There is no increase in the probability of being measured at the age range 6–9 years of children with overweight or obesity at early years unlike those being at risk of overweight at 2–5 years. This can be partly explained by the fact that these children could be treated in specialized care, specifically in pediatric endocrinology. It can also indicate that parents of children with obesity miss well-care visits to avoid receiving advice on their children’s weight, as some studies have pointed out [25]. It has been shown that many healthcare providers hold strong negative attitudes and stereotyped beliefs toward people with obesity. Furthermore, considerable evidence suggests that such attitudes influence the perception of the individual and may lead to avoidance of care [26]. Other characteristics, such as children of emigrants -not considered in this study- and are related with the prevalence of obesity, may help explain this finding.

In a work that is similar to the one presented here, Funk et al. [27] conducted a study to assess the feasibility of using BMI from EHRs to estimate overweight and obesity prevalence and compare it to data from the National Health Survey and used IPW to adjust the prevalence. The authors found resemblances in the estimation of crude and adjusted prevalence to those of the National Health Survey, concluding that EHRs might be the ideal tool to identify and target patients with obesity and implement public health interventions.

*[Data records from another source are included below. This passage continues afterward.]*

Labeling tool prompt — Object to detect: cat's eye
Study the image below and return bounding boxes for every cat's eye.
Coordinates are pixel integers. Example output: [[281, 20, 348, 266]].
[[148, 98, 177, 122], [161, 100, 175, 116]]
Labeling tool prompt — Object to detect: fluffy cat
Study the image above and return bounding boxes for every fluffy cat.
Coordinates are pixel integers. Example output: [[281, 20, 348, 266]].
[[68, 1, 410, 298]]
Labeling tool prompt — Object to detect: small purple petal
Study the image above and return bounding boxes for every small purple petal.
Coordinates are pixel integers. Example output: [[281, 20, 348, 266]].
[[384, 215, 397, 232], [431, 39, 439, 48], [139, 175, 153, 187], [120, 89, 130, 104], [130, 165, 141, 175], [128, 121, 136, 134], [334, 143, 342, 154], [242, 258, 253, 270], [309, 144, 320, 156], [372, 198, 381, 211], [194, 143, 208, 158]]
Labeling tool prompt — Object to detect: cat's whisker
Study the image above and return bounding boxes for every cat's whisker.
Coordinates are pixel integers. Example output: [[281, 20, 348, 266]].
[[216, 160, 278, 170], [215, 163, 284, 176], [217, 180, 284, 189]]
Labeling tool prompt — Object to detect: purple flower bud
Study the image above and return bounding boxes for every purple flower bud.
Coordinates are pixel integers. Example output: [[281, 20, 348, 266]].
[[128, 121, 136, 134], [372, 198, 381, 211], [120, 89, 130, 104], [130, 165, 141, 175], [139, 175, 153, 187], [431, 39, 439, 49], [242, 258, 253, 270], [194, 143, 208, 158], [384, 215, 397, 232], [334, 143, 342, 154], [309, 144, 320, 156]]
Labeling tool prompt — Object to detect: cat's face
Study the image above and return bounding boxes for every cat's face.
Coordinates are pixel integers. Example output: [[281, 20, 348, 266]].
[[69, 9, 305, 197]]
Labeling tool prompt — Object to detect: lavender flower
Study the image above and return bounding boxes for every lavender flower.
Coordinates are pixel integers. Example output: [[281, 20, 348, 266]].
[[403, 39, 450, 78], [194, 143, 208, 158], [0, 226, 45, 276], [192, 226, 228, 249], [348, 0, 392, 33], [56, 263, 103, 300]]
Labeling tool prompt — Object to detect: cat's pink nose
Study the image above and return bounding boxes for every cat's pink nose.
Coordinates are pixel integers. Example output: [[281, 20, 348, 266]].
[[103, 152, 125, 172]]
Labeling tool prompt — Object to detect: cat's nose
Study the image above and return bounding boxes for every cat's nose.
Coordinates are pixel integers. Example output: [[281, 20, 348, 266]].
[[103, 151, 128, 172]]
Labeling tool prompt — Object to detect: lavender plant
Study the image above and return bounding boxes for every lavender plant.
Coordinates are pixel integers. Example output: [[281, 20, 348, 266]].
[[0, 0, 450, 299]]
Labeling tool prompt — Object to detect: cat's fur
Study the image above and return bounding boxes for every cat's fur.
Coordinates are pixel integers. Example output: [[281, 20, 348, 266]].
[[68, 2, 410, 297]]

Moreover, a study conducted in the UK provides proof-of-concept for the use of primary care EHRs to assess children’s obesity in England, suggesting it is a valuable resource for monitoring obesity trends [28].

A cross-sectional survey conducted in the Basque Country in 2015, a region bordering with Navarra, directly measured weight and height and found that overweight and obesity prevalence in children between 6 and 9 years seems to be quite similar (22.90 (95% CI: 19.8–26.0) and 11.27 (95% CI: 8.8–13.5), respectively) to those obtained in Navarra from the EHRs (23.70 (95% CI: 22.89–24.53) and (13.22 (95% CI: 12.57–13.89)) [29]. These data are in line with the pattern observed in the 2006–2007 National Health Survey for these two regions [30].

Unlike in other countries, primary care EHRs in Navarra include well-child visit measurements that contribute significantly to reduce biases and increase the reliability of weight status prevalence estimations. Another strength is the widespread use of EHRs by pediatric teams. Finally, the fact that most of the infant population is included in this single EHR ensures the generalizability to the total population.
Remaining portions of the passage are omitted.